BLOG

Hoezo, kwaliteit van zorg?

Een kwetsbare magere heer van 77 jaar wordt op een doordeweekse dag verwezen naar de spoedeisende hulp (SEH) door de huisarts. Het gaat helemaal niet goed, meneer is ontremd, roept en is lastig voor de buren. Er zit een knik in zijn functioneren, waardoor hij het niet meer goed redt. Bovendien heeft hij het nodige aan gewicht verloren, is daardoor erg mager, en heeft hij zichzelf de laatste tijd slecht verzorgd.

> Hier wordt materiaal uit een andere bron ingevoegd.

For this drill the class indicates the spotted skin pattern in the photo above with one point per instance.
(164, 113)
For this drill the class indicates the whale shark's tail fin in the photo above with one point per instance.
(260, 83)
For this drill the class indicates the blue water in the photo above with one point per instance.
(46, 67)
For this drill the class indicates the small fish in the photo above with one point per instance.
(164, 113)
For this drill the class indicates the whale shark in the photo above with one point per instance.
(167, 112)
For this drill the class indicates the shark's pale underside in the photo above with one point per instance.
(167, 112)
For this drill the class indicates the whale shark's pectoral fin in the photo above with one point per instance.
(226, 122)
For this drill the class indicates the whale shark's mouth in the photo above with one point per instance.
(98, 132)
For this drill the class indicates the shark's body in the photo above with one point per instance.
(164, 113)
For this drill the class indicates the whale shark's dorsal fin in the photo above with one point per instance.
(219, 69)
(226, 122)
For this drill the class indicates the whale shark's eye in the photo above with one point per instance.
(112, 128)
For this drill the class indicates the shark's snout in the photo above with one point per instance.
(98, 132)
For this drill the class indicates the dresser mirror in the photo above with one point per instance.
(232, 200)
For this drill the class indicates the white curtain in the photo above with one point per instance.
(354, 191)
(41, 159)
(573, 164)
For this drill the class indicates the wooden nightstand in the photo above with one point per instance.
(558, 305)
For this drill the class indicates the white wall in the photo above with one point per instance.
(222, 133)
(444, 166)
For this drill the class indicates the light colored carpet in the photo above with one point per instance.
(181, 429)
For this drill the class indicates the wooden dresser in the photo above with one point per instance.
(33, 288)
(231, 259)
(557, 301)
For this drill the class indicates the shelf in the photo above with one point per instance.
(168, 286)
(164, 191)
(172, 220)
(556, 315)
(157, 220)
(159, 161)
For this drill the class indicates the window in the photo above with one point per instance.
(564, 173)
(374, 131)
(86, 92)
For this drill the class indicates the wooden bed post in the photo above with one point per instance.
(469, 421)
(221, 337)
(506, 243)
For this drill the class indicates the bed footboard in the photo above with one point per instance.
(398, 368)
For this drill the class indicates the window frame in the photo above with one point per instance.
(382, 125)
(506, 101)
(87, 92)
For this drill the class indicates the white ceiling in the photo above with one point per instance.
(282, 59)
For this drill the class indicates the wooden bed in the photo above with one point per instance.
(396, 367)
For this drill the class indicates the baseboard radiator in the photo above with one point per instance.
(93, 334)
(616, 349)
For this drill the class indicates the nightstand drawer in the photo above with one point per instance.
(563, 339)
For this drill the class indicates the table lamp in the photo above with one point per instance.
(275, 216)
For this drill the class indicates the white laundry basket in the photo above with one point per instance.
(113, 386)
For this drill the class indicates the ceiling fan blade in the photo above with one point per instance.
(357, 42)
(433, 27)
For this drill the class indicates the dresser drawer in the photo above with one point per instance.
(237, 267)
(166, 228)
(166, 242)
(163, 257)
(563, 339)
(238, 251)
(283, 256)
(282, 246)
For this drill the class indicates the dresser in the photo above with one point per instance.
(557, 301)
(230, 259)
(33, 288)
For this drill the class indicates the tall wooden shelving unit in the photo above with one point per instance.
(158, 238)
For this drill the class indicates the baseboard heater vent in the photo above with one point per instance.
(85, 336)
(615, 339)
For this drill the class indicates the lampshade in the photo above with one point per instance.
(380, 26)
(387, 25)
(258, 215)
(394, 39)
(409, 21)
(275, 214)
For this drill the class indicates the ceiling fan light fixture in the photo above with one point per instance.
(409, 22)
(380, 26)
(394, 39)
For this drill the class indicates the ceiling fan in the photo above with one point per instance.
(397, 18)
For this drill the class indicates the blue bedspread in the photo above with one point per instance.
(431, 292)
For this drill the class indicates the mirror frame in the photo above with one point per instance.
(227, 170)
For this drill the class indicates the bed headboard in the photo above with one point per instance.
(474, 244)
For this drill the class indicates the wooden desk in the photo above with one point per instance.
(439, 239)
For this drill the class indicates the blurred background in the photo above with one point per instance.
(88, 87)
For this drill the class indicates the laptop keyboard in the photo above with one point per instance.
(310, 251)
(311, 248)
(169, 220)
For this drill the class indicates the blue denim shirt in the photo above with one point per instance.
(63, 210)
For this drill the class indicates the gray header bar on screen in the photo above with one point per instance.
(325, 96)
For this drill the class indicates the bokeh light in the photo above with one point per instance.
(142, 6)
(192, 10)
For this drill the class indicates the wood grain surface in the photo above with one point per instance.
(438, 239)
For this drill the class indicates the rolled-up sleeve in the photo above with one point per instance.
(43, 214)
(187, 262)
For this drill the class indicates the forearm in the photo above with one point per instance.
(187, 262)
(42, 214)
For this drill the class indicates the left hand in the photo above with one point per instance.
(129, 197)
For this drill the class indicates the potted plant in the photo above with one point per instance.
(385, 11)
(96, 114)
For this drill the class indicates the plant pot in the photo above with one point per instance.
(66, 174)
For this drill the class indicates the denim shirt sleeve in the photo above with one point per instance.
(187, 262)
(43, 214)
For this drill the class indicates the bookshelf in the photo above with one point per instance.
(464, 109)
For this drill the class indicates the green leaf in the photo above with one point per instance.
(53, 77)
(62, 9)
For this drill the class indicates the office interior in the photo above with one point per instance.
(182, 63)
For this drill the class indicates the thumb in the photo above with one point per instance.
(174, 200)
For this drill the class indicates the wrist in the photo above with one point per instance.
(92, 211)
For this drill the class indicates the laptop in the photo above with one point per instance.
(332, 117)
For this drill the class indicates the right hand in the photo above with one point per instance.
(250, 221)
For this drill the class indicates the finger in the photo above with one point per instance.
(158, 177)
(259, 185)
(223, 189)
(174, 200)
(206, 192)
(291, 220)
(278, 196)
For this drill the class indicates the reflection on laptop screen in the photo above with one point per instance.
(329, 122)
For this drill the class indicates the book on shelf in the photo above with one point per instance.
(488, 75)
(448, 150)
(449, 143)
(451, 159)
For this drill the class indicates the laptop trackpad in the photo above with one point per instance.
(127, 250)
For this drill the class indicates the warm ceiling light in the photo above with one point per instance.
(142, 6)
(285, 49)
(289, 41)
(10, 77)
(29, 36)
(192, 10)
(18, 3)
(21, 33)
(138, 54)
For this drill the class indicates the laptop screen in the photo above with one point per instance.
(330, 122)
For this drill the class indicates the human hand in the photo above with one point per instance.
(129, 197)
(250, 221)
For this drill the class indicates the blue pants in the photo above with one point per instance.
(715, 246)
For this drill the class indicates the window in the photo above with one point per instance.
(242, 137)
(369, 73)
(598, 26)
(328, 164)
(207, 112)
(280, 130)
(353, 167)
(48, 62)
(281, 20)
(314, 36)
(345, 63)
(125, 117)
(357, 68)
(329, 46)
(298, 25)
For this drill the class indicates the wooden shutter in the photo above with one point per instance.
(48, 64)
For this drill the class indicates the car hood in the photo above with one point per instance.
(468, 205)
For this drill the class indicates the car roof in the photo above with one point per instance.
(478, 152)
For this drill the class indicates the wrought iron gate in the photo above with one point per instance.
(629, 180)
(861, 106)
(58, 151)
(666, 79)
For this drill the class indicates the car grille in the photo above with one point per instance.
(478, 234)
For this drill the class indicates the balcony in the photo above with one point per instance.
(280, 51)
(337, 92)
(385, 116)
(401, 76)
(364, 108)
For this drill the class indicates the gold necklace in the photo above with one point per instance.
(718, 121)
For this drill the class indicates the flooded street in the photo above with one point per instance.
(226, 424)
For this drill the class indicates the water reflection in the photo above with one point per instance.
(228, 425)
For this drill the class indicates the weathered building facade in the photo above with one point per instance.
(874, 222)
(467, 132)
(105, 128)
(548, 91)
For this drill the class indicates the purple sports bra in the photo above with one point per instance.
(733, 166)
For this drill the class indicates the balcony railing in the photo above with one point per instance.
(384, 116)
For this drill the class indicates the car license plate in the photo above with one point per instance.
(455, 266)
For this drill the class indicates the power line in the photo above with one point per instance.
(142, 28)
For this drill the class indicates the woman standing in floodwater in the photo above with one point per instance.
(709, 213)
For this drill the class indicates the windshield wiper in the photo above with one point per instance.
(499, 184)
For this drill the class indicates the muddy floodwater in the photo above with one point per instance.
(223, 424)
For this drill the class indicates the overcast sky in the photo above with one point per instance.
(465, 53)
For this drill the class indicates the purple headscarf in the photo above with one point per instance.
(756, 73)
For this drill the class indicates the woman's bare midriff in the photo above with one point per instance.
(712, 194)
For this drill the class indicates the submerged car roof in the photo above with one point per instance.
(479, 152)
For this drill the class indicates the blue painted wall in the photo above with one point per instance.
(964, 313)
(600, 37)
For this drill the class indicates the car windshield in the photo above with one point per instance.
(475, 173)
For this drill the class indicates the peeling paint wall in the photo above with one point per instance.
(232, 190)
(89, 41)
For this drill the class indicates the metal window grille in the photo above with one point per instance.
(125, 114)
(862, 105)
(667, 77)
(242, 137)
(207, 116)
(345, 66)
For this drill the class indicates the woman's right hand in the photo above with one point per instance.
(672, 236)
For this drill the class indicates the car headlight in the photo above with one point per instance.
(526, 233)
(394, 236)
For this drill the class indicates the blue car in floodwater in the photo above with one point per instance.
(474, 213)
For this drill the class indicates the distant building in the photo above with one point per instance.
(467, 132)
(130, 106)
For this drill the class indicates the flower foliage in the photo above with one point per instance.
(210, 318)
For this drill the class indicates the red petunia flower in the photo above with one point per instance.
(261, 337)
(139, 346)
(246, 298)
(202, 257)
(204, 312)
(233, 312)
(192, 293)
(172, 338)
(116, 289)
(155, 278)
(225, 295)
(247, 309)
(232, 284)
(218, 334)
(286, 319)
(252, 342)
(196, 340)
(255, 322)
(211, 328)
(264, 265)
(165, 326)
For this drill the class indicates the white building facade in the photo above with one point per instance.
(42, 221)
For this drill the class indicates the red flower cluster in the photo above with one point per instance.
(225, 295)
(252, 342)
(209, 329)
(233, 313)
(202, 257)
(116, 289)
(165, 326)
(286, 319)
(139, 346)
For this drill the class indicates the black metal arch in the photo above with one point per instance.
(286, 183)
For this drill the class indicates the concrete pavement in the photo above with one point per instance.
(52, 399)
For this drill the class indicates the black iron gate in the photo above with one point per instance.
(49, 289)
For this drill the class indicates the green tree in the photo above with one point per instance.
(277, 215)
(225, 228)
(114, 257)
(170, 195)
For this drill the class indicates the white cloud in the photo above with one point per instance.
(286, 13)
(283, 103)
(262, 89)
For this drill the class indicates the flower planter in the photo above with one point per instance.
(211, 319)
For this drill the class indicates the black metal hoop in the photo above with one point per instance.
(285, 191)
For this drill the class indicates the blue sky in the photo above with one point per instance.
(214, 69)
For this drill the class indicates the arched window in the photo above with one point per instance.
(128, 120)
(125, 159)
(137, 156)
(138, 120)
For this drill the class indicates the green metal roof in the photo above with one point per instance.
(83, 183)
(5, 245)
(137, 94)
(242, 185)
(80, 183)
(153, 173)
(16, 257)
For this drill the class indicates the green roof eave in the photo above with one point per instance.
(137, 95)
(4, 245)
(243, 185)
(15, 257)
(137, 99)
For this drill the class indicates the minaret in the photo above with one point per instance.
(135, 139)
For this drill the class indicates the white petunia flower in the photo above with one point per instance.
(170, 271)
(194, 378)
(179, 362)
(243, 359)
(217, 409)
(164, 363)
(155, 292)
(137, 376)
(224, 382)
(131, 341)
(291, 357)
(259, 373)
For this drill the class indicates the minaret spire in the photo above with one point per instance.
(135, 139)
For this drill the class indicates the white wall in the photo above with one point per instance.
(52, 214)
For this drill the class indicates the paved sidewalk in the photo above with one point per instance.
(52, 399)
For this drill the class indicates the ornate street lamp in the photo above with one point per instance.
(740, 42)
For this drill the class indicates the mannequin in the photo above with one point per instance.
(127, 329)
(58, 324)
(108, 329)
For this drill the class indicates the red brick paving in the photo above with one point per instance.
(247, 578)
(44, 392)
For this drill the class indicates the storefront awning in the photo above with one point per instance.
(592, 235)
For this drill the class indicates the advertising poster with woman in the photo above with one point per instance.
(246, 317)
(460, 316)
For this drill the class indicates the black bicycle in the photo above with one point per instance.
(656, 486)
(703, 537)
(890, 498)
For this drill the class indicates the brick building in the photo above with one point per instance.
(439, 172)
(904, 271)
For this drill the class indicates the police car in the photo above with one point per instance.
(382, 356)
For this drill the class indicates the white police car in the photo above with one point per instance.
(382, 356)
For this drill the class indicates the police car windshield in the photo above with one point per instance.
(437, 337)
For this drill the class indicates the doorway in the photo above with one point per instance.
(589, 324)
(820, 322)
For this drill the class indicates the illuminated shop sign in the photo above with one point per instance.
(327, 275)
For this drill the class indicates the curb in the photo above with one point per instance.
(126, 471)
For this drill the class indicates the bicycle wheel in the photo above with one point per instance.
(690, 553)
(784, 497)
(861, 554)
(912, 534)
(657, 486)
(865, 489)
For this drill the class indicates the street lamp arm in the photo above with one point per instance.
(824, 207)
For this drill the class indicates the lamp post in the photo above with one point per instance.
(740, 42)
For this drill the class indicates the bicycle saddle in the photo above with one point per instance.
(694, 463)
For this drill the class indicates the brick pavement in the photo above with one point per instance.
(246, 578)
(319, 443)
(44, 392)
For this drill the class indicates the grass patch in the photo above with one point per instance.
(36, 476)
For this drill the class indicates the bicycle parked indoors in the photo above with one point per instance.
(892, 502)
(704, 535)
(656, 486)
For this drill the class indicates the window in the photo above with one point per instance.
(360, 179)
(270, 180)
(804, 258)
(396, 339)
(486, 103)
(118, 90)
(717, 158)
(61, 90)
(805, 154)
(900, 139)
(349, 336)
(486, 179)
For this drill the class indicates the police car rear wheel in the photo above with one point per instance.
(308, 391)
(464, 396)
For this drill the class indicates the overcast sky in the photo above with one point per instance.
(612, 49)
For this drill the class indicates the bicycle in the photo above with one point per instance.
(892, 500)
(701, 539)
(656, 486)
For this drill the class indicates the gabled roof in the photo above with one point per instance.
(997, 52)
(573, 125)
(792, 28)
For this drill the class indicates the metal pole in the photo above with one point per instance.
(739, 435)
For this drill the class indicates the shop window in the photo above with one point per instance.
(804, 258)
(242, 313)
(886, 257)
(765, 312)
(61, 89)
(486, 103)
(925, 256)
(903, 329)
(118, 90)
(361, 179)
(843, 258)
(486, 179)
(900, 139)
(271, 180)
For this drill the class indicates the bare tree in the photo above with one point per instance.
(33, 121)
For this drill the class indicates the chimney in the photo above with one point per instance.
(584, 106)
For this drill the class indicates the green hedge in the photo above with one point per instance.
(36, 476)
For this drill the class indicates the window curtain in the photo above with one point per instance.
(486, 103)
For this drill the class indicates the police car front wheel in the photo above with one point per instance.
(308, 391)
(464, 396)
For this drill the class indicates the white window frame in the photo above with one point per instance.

Om een lang verhaal kort te maken: eerst ziet de psychiater hem op de SEH. Deze vindt hem manisch of delirant (acuut verward), en vreest een hersenproces door de vermagering. Hij draagt de patiënt daarom na twee uur over op de neuroloog. Deze laat een MRI-scan maken, maar vindt behalve de nodige hersenatrofie geen gezwel. De neuroloog vraagt, nadat de scan-uitslag na 2,5 uur bekend is, de internist in verband met het gewichtsverlies en de wat hoge bloedsuiker. De internist vindt dat de mogelijke suikerziekte meevalt en dat de ziekte wellicht te maken heeft met de psychofarmaca die de patiënt al gebruikt.

Radeloos

Tot slot mocht ik, als geriater, de patiënt zien. Inmiddels was de man onrustiger geworden en wilde niet  op een behandelkamer wachten. Zijn familie was ook radeloos; ze konden het thuis en op de SEH niet meer aan. Ik zag een ernstig verzwakte, kwetsbare, sterk ondervoede man, met een veel hogere biologische leeftijd en een veel slechtere levensverwachting dan te verwachten viel op basis van zijn kalenderleeftijd, die het meest in aanmerking kwam voor palliatieve zorg. Daartoe nam ik hem op de afdeling geriatrie op, waar hij een stuk rustiger werd en na vier dagen verzorging rustig overleed.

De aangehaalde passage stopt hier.